May 17, 2019
The Majlis passed legislation May 12 to grant citizenship to children born to Iranian mothers with foreign fathers.
The legislation must still be approved by the Council of Guardians, which determines whether legislation meets the standards of the Constitution and of Sharia law.
Until now, citizenship has been passed to children only through fathers. An Iranian woman living in the United States, for example, who married a non-Iranian man could not register her children as Iranian citizens under Iranian law.
The new citizenship law was passed in the 290-seat Majlis by a vote of 188-to-20 with three abstentions.
The legislation was billed by its sponsors as a major breakthrough in women’s rights by giving women equal status with men in passing on citizenship.
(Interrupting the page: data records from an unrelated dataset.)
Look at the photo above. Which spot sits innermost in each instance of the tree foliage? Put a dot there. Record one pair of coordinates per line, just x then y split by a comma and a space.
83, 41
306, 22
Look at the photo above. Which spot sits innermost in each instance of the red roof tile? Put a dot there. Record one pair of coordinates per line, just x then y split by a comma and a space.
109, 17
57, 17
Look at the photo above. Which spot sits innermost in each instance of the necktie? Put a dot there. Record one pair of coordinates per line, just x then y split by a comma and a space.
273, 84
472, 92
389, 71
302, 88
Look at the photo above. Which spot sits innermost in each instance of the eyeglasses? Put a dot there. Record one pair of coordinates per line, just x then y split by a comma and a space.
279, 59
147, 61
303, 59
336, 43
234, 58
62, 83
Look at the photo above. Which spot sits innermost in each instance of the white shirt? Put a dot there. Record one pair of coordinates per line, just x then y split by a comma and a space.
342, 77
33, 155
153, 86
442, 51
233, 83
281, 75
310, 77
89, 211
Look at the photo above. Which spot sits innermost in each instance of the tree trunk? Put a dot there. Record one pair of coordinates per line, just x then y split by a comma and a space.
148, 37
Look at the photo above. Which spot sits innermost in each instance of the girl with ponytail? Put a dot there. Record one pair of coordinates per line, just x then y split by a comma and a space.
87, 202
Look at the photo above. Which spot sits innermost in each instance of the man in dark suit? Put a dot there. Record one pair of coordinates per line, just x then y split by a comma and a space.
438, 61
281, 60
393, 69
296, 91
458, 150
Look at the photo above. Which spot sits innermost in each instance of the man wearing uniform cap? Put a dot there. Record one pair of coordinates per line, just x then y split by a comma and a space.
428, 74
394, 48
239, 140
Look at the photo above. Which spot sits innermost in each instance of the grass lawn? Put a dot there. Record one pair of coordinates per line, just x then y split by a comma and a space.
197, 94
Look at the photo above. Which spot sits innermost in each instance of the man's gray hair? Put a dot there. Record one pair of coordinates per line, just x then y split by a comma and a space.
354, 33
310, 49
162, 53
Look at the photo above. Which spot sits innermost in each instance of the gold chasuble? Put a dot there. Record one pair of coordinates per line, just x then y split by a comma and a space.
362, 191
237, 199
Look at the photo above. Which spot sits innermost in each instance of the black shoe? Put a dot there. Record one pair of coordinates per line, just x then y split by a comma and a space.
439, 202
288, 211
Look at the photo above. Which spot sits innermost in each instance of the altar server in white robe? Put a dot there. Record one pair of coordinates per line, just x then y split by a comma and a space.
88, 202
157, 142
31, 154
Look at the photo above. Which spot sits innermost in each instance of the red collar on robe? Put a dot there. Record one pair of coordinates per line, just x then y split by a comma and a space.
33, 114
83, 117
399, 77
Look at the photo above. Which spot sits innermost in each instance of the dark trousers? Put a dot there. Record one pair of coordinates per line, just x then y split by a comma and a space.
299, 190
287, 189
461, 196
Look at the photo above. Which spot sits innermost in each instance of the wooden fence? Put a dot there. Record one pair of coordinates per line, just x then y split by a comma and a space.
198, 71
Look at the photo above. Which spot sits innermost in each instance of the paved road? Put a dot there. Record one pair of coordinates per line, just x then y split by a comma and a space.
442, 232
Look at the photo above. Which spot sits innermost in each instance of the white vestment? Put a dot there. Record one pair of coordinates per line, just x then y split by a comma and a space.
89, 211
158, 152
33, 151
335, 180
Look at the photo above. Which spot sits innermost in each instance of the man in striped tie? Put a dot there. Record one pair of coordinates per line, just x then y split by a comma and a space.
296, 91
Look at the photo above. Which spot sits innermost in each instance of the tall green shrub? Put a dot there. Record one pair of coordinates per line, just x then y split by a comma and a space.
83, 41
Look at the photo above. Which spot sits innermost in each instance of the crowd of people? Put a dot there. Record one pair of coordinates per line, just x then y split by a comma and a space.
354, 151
It isn’t known how many offspring of Iranian mothers stand to benefit from the new law. The primary benefit, however, is expected to go to the children of Iranian women living in Iran who have married Afghan men. Those children are treated as foreigners and do not enjoy equal rights with others in Iran
The impetus for the bill, however, was Maryam Mirza-khani, the Tehran-born mathematician who won the prestigious Fields Metal for math, but died soon thereafter of cancer at the age of 40. She held US citizenship and was married to a Czech, so her nine-year-old daughter did not qualify for Iranian citizenship.
That prompted calls for a change in the law. The Majlis passed the new citizenship law on Mirzakhani’s birthday.